“What is the shadow of Los Angeles?” Agnès Varda asks—and then answers—in her rarely screened 1981 self-proclaimed “Emotion Picture” Documenteur . Running just over an hour, this one is short and bittersweet; perhaps her most melancholy but by no means heavy-handed, the somber tone offset by her signature concoction of curiosity, sensuality, and love. The film follows a freshly transplanted and newly single French mother and son who struggle to find a home under the gloomy skies of a less-than-glamorous, almost anti-Los Angeles. But beyond the simple premise of the tragic-heroic single mother and her fatherless child, Documenteur is a quiet exploration of solitude, tenderly depicting the process of learning how to be alone.
Varda embraces the feeling of aloneness fully and non-judgmentally, and the result is satisfying not because it is dramatic—quite the opposite, in fact—but because it is honest. Nowhere in the film is this more apparent than when its fictional protagonist records a voiceover narration which, on rewind, sounds suspiciously unlike herself; it is Varda whose voice we hear on playback, calmly asserting “—art imitates life, or life imitates art” for anyone alert enough to catch it. This is an important clue into the meaning of the film: Documenteur is a film told from a personal albeit coded perspective, personal enough for Varda to insert herself directly into the film in this way and more, coded enough for anyone who isn’t familiar with her cinematic sleight of hand to miss it completely. As with all of her titles, the word “Documenteur” itself is a pun to be decrypted (“menteur” means “liar” in French). And while not required for comprehension of the plot, the fact that Varda herself was a French mother who had then recently separated from her husband—and cast her own real-life son in the role of the fictional one—certainly enhances one’s appreciation for the candor and clarity with which this story is told.

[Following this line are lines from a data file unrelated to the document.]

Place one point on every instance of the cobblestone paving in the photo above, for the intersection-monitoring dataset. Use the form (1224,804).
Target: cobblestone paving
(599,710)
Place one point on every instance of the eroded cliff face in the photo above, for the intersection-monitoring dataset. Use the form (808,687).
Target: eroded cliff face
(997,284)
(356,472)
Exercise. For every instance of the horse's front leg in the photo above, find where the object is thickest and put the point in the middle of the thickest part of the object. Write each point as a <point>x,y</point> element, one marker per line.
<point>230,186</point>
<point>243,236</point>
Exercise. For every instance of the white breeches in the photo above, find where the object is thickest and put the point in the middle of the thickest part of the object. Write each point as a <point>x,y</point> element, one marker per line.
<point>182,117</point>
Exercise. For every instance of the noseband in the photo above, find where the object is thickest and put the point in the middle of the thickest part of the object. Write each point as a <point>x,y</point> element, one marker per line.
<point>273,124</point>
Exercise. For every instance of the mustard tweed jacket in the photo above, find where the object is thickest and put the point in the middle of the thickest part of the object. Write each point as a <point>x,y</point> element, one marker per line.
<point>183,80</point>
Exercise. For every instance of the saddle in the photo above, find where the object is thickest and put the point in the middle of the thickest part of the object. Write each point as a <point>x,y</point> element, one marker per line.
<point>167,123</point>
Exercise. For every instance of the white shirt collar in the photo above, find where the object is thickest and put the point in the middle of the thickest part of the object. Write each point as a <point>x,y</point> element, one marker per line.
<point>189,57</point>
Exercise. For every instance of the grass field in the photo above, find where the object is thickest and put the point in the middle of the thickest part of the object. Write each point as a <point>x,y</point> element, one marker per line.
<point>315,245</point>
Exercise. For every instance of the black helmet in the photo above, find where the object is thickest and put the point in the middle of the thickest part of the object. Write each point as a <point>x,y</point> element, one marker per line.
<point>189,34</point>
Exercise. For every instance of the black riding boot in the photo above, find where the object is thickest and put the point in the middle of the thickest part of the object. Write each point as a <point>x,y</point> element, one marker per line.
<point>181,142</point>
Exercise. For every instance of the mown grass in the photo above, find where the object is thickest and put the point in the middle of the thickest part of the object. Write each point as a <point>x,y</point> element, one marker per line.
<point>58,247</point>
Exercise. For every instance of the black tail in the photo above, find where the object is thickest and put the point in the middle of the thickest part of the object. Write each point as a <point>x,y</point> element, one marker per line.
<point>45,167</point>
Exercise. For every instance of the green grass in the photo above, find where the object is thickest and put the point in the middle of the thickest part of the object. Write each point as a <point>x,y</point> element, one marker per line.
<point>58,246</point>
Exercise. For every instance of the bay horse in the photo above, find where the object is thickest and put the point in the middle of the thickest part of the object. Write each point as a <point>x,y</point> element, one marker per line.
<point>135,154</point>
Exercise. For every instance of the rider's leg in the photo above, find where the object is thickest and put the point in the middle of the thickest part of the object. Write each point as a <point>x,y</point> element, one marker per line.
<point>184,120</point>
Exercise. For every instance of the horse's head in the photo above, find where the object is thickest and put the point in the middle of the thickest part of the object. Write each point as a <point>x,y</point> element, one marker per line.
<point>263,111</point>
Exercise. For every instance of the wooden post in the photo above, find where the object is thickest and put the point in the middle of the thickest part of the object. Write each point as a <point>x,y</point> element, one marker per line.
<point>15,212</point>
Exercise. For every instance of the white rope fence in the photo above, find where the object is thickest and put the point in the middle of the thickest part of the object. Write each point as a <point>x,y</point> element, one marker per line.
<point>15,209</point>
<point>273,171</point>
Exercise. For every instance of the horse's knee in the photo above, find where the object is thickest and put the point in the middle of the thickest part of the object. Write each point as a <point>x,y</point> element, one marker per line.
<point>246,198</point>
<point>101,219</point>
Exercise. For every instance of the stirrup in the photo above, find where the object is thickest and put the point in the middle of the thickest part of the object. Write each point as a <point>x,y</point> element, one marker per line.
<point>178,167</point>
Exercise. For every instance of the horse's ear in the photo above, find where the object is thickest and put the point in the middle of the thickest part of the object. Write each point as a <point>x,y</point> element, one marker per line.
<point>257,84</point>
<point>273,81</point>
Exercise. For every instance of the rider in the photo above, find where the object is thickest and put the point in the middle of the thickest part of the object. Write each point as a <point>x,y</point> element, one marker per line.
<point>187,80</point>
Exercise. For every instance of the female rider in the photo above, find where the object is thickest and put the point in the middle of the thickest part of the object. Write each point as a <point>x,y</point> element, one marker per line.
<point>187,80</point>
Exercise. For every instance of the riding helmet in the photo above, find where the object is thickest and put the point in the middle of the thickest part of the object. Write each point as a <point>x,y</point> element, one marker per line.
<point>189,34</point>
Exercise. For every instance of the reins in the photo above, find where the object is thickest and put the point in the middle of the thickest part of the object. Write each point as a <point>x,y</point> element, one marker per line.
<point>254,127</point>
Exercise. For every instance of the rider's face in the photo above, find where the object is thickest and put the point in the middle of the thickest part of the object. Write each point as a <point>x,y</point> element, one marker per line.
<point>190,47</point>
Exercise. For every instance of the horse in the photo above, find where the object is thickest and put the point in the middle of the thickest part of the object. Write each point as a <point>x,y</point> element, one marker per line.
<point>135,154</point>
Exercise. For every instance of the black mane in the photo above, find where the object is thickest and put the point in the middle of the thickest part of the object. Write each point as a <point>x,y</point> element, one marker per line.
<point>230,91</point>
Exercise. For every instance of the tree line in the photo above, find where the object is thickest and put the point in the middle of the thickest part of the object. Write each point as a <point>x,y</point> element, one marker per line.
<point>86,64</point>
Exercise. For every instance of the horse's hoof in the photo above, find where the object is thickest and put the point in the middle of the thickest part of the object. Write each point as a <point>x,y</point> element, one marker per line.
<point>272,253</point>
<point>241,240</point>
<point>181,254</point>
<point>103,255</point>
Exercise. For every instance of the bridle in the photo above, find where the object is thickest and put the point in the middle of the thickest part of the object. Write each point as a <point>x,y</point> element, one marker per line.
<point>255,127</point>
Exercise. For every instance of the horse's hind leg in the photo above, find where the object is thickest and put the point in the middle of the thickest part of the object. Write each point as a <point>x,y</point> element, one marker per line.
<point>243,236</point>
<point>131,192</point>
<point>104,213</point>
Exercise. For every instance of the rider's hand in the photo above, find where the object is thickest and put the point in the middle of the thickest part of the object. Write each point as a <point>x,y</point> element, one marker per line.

I recently had the heart-stopping honor of interviewing Varda; one of the things she reiterated was the importance of “going against the cliché.” This is an ongoing theme in all of her work, but especially apparent in the films shot in California in the early 1980’s. For Varda, confronting cliché “pushes us to be deeper in what we feel,” or asks the viewer to reconsider the relationship between reality and fiction; between illusion and disillusion; perception and representation.